So It looks like the $1$-chains that ought to be cycles have a boundary of $0$, whereas the others have nonzero boundary. This should make some sense, since remember that the boundary of a $1$-simplex is its second vertex minus its first vertex. So if the edges of a chain follow a natural path, i.e., the chain is of the form

$$\sigma = [v_0, v_1] + [v_1, v_2] + [v_2, v_3] + \cdots + [v_{n-2}, v_{n-1}] + [v_{n-1}, v_n]$$

then the terms in its boundary will telescope and only the extreme points will remain. That is,

$$\begin{align}
\partial_1(\sigma) &= \partial_1([v_0, v_1] + [v_1, v_2] + [v_2, v_3] + \cdots +[v_{n-2}, v_{n-1}] + [v_{n-1}, v_n]) \\[.5em]
&= \partial([v_0, v_1]) + \partial([v_1, v_2]) + \partial([v_2, v_3]) + \cdots + \partial([v_{n-2}, v_{n-1}]) + \partial([v_{n-1}, v_n]) \\[.5em]
&= (v_1-v_0) + (v_2-v_1) + (v_3-v_2) + \cdots + (v_{n-1}-v_{n-2}) + (v_n-v_{n-1}) \\[.5em]
&= -v_0 + (v_1-v_1) + (v_2-v_2) + \cdots + (v_{n-1}-v_{n-1}) + v_n\\[.5em]
&= -v_0 + v_n.
\end{align}$$

If it happens that the chain is also closed, then its first and last vertices are the same.

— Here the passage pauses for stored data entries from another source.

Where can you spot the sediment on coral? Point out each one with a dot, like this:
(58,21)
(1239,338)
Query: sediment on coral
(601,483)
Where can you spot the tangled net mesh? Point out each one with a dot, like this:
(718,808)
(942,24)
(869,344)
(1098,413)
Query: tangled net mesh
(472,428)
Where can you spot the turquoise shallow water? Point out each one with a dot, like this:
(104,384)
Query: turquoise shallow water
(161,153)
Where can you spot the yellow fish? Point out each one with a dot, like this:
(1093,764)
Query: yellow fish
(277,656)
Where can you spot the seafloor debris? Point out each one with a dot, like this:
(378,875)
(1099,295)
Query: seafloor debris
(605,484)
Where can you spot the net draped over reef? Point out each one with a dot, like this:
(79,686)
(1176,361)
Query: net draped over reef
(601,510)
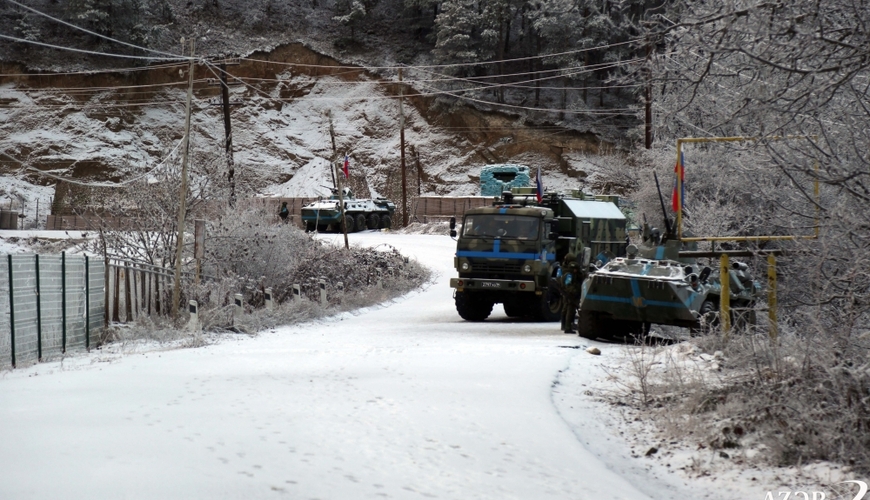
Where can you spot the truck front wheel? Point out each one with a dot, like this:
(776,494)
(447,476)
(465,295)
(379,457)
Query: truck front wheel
(472,308)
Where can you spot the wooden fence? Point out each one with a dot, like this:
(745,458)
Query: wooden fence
(423,209)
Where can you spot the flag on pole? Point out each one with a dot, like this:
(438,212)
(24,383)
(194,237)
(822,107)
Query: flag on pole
(678,199)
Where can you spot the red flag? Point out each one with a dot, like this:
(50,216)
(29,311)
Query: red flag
(679,198)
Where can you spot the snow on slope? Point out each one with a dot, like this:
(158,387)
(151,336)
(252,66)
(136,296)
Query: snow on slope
(403,400)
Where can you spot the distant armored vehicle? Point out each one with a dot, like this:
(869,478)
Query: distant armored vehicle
(654,285)
(509,253)
(359,214)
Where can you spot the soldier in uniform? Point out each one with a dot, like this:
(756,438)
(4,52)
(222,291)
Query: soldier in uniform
(570,283)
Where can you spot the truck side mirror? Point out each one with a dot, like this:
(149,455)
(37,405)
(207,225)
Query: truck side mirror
(553,230)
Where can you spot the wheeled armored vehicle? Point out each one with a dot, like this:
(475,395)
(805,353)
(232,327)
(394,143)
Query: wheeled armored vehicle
(359,214)
(655,286)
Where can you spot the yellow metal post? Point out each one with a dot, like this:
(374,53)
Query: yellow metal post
(725,297)
(680,190)
(818,200)
(771,296)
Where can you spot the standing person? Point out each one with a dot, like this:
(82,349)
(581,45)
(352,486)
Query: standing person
(284,213)
(570,282)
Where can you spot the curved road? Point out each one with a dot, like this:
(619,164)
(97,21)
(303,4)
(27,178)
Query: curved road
(403,400)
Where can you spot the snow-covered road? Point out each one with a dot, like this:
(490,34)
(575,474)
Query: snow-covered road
(404,400)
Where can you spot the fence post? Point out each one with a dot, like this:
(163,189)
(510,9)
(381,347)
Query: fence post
(193,324)
(63,300)
(11,310)
(268,297)
(38,313)
(87,305)
(725,296)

That is, $v_0=v_n$, and so $\partial_1(\sigma)=0$. That means that any cycle is in the kernel of the boundary map! It thus makes sense to make the following definition:

Definition. If $X$ is a simplicial complex with chain groups and boundary operators

$$\cdots\xrightarrow{\partial_{n+1}} C_n(X)\xrightarrow{\partial_n} C_{n-1}(X)\xrightarrow{\partial_{n-1}}\cdots\xrightarrow{\partial_2}C_1(X)\xrightarrow{\partial_1}C_0(X)\xrightarrow{\partial_0}0,$$

then for each natural number $n$, the group of $n$-cycles in $X$ is defined as

$$Z_n(X)=\ker\partial_n.$$

This subgroup consists of all $n$-chains whose boundary is zero. That is, precisely the chains which we called cycles. Since each cycle group $Z_n(X)$ is the kernel of a homomorphism, it is always a normal subgroup of $C_n(X)$.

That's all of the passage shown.